Sometimes trauma is the glue that holds a relationship together.
Not love.
Not purpose.
Not God.
Just two wounded souls who recognized their own scars in someone else.
He was raised by a single mother who dropped out of school.
So was she.
Both became parents at fifteen.
Both learned how to survive before they ever had the chance to dream.
Their lives didn’t just meet… they paralleled.
Trauma spoke a language they both understood.
Shared pain brought them together, but eventually one of them started healing.
And healing is honest.
Healing is disruptive.
Healing will show you what was real — and what was simply familiar.
Because what once bonded them began to break them.
One grew spiritually, mentally, emotionally, physically.
The other stayed stuck — still wearing a mask, pretending to have changed, hiding the unfinished work behind a practiced façade.
And the truth is, the relationship could only stretch as far as the most broken part of it.
People say some relationships are built on trauma.
I used to hope we had more in common than our wounded pasts.
But reality whispered otherwise:
that was all we ever stood on.
We met at a time when you needed an escape, and I desperately needed one too.
So we ran into each other and tried to call it destiny.

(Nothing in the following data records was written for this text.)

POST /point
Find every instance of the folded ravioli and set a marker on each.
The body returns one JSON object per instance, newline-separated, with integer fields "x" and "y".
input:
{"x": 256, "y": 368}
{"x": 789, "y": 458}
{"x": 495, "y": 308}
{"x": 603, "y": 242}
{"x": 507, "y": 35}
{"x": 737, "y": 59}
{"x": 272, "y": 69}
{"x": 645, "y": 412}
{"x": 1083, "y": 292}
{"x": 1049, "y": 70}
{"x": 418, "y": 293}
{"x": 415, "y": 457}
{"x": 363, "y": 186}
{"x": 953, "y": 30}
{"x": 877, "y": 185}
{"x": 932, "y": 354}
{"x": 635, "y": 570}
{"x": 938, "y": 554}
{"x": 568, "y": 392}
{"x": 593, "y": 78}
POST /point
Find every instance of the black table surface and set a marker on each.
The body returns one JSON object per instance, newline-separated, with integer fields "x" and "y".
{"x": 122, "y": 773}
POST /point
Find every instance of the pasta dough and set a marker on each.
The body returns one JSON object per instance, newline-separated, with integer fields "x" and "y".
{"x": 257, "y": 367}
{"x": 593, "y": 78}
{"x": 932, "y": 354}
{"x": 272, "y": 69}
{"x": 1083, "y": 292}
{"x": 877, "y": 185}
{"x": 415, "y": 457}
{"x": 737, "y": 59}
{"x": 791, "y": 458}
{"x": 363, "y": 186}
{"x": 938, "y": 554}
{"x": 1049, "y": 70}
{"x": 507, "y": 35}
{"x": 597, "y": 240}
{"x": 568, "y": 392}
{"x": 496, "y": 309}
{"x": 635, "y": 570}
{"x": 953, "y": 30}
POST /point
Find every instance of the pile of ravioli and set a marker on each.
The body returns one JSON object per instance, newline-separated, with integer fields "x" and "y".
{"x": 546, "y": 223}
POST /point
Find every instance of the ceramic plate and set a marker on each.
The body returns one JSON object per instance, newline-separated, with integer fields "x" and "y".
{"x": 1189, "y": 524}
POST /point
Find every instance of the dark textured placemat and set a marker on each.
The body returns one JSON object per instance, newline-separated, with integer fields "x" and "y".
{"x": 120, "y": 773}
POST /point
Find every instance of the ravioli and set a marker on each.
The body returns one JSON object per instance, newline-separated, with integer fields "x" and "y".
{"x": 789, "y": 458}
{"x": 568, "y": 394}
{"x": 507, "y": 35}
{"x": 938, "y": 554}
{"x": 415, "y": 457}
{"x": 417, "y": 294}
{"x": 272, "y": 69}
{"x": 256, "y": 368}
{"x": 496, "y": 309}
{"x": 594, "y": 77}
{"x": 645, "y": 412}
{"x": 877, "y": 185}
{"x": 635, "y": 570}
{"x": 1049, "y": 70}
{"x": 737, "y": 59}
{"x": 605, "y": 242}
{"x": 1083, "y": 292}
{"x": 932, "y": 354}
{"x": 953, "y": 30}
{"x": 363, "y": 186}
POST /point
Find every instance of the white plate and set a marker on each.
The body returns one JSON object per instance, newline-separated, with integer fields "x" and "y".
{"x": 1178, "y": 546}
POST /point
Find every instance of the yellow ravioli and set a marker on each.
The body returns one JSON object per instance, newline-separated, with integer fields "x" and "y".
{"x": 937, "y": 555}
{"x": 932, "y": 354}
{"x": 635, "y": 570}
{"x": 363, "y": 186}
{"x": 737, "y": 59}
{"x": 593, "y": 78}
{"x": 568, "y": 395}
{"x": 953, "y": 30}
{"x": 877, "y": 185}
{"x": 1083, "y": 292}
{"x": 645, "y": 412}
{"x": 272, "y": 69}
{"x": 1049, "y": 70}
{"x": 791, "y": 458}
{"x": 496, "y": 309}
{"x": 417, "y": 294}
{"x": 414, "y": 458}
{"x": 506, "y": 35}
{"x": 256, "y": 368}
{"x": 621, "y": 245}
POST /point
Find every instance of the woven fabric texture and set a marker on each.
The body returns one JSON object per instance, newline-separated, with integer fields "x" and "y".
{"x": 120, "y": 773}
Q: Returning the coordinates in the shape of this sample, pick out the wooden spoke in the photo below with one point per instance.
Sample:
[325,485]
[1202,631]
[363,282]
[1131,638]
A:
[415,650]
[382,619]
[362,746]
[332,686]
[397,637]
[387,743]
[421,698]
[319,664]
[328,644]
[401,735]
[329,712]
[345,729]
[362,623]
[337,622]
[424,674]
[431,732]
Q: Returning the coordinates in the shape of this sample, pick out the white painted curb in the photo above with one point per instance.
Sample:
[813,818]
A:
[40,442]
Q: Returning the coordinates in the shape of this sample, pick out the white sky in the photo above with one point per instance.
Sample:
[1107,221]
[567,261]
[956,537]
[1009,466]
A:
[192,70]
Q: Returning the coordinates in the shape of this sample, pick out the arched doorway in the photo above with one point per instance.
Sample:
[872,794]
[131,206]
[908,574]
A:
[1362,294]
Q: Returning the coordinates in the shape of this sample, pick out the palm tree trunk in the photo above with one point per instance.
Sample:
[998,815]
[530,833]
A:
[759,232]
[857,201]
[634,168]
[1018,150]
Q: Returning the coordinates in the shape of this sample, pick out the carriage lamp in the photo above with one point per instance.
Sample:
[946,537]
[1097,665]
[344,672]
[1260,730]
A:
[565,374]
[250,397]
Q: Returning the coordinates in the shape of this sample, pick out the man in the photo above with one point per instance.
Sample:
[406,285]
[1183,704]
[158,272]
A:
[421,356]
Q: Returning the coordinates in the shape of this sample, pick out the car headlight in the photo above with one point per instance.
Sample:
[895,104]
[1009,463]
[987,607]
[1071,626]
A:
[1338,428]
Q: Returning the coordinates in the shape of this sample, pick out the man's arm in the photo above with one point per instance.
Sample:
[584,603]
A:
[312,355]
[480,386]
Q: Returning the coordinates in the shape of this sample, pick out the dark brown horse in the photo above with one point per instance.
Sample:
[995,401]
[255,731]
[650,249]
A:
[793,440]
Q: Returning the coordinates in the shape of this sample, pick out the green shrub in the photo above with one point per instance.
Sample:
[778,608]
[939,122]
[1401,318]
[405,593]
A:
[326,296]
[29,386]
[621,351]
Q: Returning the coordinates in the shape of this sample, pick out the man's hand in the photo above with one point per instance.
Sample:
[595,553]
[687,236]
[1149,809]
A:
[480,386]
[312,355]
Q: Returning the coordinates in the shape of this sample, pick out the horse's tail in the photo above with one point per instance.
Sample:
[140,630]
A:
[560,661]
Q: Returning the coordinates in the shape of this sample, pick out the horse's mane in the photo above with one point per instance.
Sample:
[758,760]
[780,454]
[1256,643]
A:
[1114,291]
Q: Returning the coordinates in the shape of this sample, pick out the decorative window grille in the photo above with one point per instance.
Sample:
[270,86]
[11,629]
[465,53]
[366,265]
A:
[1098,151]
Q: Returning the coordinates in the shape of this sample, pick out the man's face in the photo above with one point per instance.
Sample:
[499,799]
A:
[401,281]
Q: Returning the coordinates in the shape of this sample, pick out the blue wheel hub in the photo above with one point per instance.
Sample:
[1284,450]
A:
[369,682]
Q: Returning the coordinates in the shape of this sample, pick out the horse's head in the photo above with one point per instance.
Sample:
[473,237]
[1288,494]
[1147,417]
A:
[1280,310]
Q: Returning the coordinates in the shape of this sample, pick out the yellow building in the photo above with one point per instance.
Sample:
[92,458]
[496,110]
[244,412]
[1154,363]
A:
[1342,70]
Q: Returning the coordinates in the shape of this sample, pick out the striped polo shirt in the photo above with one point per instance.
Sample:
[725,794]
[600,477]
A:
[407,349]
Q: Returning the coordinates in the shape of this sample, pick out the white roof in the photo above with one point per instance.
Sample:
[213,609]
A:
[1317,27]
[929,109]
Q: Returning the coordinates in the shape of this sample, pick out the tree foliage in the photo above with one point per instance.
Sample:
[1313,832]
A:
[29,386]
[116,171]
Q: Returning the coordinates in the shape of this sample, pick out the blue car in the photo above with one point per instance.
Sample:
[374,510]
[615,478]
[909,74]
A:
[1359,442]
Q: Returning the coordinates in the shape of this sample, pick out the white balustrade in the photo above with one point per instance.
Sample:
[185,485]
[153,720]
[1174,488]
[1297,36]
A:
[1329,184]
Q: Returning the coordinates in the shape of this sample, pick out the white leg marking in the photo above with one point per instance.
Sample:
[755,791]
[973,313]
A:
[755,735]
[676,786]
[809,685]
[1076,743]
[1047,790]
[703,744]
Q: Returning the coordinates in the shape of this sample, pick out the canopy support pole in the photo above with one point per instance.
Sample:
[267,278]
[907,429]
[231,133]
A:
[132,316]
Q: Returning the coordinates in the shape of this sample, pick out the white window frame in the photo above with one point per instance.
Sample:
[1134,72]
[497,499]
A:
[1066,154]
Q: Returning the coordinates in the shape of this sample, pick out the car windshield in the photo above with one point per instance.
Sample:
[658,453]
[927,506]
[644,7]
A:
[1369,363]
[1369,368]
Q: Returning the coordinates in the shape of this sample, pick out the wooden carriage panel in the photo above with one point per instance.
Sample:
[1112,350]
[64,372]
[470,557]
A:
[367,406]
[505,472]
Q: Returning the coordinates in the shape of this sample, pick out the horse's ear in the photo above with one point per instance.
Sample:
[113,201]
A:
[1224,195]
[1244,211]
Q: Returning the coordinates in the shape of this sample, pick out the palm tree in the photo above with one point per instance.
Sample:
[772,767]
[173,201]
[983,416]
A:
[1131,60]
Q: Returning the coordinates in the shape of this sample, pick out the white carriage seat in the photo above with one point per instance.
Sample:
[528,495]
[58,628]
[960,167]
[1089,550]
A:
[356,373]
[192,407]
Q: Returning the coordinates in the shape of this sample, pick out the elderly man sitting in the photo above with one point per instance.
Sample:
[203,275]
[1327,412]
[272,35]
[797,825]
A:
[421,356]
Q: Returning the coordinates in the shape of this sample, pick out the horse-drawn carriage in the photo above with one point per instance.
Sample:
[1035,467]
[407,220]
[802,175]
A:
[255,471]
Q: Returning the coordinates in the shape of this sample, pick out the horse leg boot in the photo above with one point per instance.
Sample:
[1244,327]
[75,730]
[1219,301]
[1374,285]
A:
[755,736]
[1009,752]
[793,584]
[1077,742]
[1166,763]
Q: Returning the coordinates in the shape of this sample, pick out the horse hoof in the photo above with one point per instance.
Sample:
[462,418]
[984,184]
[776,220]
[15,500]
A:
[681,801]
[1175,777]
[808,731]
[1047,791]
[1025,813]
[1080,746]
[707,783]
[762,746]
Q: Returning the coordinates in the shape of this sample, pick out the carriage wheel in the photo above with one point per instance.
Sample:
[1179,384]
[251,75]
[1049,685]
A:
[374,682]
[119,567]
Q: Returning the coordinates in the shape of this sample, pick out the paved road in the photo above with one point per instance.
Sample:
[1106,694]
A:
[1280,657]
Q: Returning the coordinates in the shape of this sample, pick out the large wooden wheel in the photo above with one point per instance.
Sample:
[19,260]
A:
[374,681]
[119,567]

We built a house, not on rock, but on sand — on need, on fear, on survival.
And when the storms of life finally came, the foundation washed clean away.
That’s when it hit me:
we were never broken by the storm.
We were exposed by it.
The hard truth — the heartbreaking truth — is that our relationship was never rooted in strength. It was held together by a lie we both wanted to believe: that pain could be a foundation.
But pain can bind you.
It can’t build you.
And once healing comes… whatever was built on trauma begins to fall apart.